Une fois le chant terminé, en chuchotant, la vagabonde raconta à son amie son étrange parcours, sa quête dont elle ignorait le but véritable. Elle lui parla des étoiles et lui dévoila des secrets que les humains ignoraient. Elle s'exprima pendant des heures et son hôtesse l'écouta attentivement, le regard profond sous la lune ronde qui venait de se lever et les visitait par la fenêtre, sans aucun étonnement.

— Que pourrais-je faire pour toi, demanda Celle-qui-venait-des-étoiles ?
— Nous nous connaissons à peine. Je ne sais même pas ton nom.
— Moi non plus. Je suis venue au monde sans mémoire il y a seulement quelques jours. Je ne connais même pas mon propre nom. J'ai bien dû en avoir un pourtant, mais je ne m'en souviens pas. Si tu veux, tu peux m'en trouver un. Ce sera le mien.
— Je te propose Velléda. Cela veut dire « celle qui voit », ou bien « devineresse », dans notre langue gauloise. Tu connais tant de choses extraordinaires sur l'univers et rien sur toi-même…
— D'accord. Pour toi, et pour les autres gens, je serai Velléda, et…

Elle s'interrompit soudain pour regarder à la fenêtre.

— Il y a des gens dehors, reprit-elle. Assez nombreux. Surtout des hommes, avec quelques femmes. Ils tiennent des torches, des faux et des bâtons.
— Ils viennent sans doute me chercher pour me tuer. Sans doute t'ont-ils vue arriver, et pensent que tu participes à mes activités démoniaques.
— Alors, c'est de ma faute s'ils sont venus cette nuit. Nous allons nous défendre et vendre chèrement nos vies. J'ai mon arc et mes flèches, et je sais tirer.
— Non, ne fais surtout pas cela. Nous n'aurions aucune chance : pour ne pas prendre de risques, ils mettraient le feu à la maison et nous brûlerions tous, y compris les enfants. Je vais me rendre. Ils feront de moi ce qu'ils voudront. Tu n'es en rien responsable de cela : de toute manière, ils seraient venus tôt ou tard. Il vaut mieux que cela soit en ta présence, parce que je vais te demander quelque chose de difficile : t'occuper de mes enfants. Ils n'auront personne d'autre.
— Je te le promets. Ne te fais pas de souci à ce sujet. Et toi, quel est ton nom ?
— Xénia, dit l'hôtesse en enfilant hâtivement sa robe. Le garçon s'appelle Nob, et la fille Laa. Prends-en soin. Ils sont ma seule richesse.
— Je les aimerai comme s'ils étaient les miens. Tu as ma parole.

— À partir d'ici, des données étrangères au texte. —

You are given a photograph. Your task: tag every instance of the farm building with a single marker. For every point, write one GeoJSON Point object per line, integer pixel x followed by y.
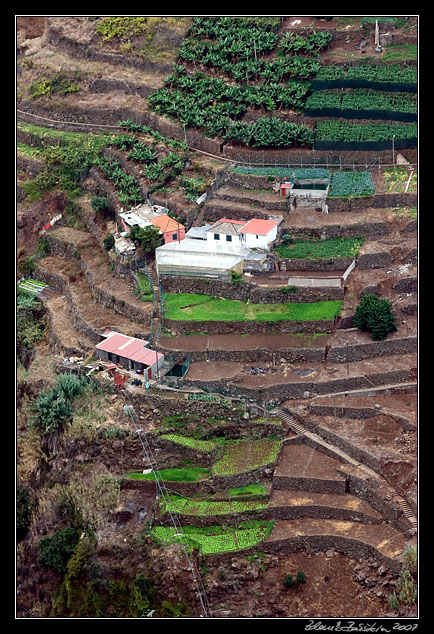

La femme en noir réveilla ses enfants pour les embrasser une dernière fois et sortit de la maison, marchant fièrement et sans aucune illusion vers ceux qui la haïssaient pour simplement s'être tenue trop longtemps à l'écart. La foule eut une clameur de joie pour célébrer sa victoire sans combat, puis s'éloigna en direction du village. Velléda, alias Celle-qui-venait-des-étoiles, pris les deux enfants par la main, rassembla un sac de blé et quelques outils, et détela sa jument qu'elle chargea rapidement avec les petits et les provisions. Ensemble ils prirent la route. La nuit les avala, large comme la gueule ouverte d'un loup.

Elle marchait à pied pour ne pas surcharger sa monture. Le groupe s'éloigna dans la direction opposée à celle des villageois, vers le sommet de la colline. Là, ils firent une pause, et aperçurent la lueur rougeâtre du bûcher qui consumait Xénia. Un long cri de femme, étouffé par la distance, déchira la nuit. Nob, qui avait cinq ans, comprit la tragédie qui se déroulait et pleura ; sa sœur l'imita aussitôt. Leur mère adoptive les serra dans ses bras et leur expliqua simplement qu'elle était leur nouvelle maman et qu'elle allait s'occuper d'eux jusqu'à ce qu'ils soient assez grands pour se débrouiller seuls. Hébétés, ils reprirent lentement leur route dans la nuit.

Perché sur une haute branche, un corbeau témoin de la scène commentait ainsi pour ses frères la scène qu'il voyait :

Velléda, dans la nuit de douleur et de doute,
Pensivement s'enfonce en fuyant les humains.
Les larmes de chagrin parsèment ses chemins ;
Dans les brumes amères elle cherche sa route.

Il n'est de certitude en un sanglot qui floute
La confiance qu'elle eut en de clairs lendemains.
Tombée, elle se relève, et le sang de ses mains
L'obscurcit de colère, un instinct qu'elle redoute.

Chargée de deux enfants qu'elle aime déjà fort
Elle se fera mère en veillant sur leur sort,
Respectant en cela une ultime promesse.

Cependant un village en un crime s'endort
Après avoir cédé à l'appel de la mort
Où chacun fit d'un cri de douleur son ivresse.